Having a First Aid kit on hand is one thing, but knowing and being confident to use it is another. The last thing you want is for the one designated First Aider on site to be injured, with everyone else standing around wondering what to do. Many worksites implementing the practice of now requiring all staff on site to be First Aid trained in case this exact situation happens. It can even reduce the number of injuries if more staff than the minimum are trained, as it has been proven to make them more aware of the risks.
Tip 3: Be Safe At Heights
Falls from heights are usually severe in their impact to the body. Multiple fractures, internal injuries and weeks or months off work are often the best case scenario.
Having secure scaffolding and appropriate harnessing can be tricky, but the risks of not using this safety equipment are unimaginable.
Ladders are a particular hazard, as they can easily slip from their position if not well secured.
Follow these ladder safety tips for better peace of mind:
Tip 4: Consider Mental Health
Tradies are also at higher risk of mental health issues, particularly those in mining. Unfortunately suicide rates are double the average for trade-related industry workers.

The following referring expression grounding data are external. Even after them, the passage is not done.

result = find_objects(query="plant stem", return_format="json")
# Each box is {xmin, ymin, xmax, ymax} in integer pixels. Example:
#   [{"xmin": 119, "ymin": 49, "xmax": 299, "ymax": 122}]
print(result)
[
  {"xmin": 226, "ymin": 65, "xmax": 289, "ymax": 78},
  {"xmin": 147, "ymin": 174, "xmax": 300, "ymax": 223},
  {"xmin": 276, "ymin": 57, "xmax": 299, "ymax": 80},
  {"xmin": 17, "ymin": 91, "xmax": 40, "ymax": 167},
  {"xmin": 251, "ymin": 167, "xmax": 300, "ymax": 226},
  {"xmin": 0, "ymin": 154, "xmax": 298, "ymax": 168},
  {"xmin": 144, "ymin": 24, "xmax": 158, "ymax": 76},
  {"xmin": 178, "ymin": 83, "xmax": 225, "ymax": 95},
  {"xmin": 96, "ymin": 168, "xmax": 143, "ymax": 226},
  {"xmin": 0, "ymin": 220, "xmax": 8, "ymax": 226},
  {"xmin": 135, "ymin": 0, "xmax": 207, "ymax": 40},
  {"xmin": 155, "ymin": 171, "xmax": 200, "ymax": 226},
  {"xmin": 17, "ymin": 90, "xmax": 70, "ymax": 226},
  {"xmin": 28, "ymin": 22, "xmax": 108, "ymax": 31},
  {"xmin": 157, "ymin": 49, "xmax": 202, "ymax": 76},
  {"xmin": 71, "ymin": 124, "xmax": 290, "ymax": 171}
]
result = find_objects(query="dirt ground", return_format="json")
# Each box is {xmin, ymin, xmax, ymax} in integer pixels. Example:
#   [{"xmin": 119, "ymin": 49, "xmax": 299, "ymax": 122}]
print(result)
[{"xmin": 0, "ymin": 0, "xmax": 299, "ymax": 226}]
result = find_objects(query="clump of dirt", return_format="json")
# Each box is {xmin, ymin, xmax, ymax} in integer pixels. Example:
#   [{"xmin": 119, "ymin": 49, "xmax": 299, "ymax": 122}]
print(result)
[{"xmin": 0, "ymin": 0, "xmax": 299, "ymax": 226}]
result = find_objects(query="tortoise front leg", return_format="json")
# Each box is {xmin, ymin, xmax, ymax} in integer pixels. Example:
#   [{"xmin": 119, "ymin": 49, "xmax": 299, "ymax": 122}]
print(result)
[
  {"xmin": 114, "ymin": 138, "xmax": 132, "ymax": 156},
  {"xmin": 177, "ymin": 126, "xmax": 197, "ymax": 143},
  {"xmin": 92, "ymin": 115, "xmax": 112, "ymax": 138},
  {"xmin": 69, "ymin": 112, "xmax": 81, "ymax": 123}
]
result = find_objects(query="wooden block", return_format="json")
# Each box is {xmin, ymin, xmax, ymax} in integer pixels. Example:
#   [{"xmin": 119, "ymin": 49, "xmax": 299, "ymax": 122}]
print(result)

This is when looking out for a mate is particularly important, because those in distress may not see it for themselves. Being prepared on what to say and do for someone who you think is having a difficult time is invaluable.
But we don’t always know what to say or do, or if what we’ve said or done is the right thing. In the same way that doing a First Aid course helps you prepare for a physical emergency, you can also do a course that prepares you for a Mental Health emergency. One such course is Mental Health and Crisis Support, a one day course which covers an overview of mental health, when and how to intervene and provide support in a mental health crisis. Being trained and prepared gives you a level of comfort in knowing that if a colleague, friend or family member is struggling, then you have the awareness and knowledge to step in and ask the right questions in a caring and supportive way.
Our tradies make up a large percentage of our workforce and often do the thankless and hard tasks, which can be the most risky to their own health and wellbeing. If you’re a tradie, looking out for your own health and that of your workmates is the smart thing to do. With the number of tradies in our workforce set to increase by the tens of thousands in the next 5 years, the issues will only grow in number if we don’t improve our approach.
By looking out for your own health and the heath of others, we can all work towards reducing the high level of injury, accident and fatality that tradies are disproportionally subjected to. If lives can be saved by improved safety and techniques, or even if a wound can be bandaged appropriately to reduce infection and pain, then our entire community wellbeing can only improve.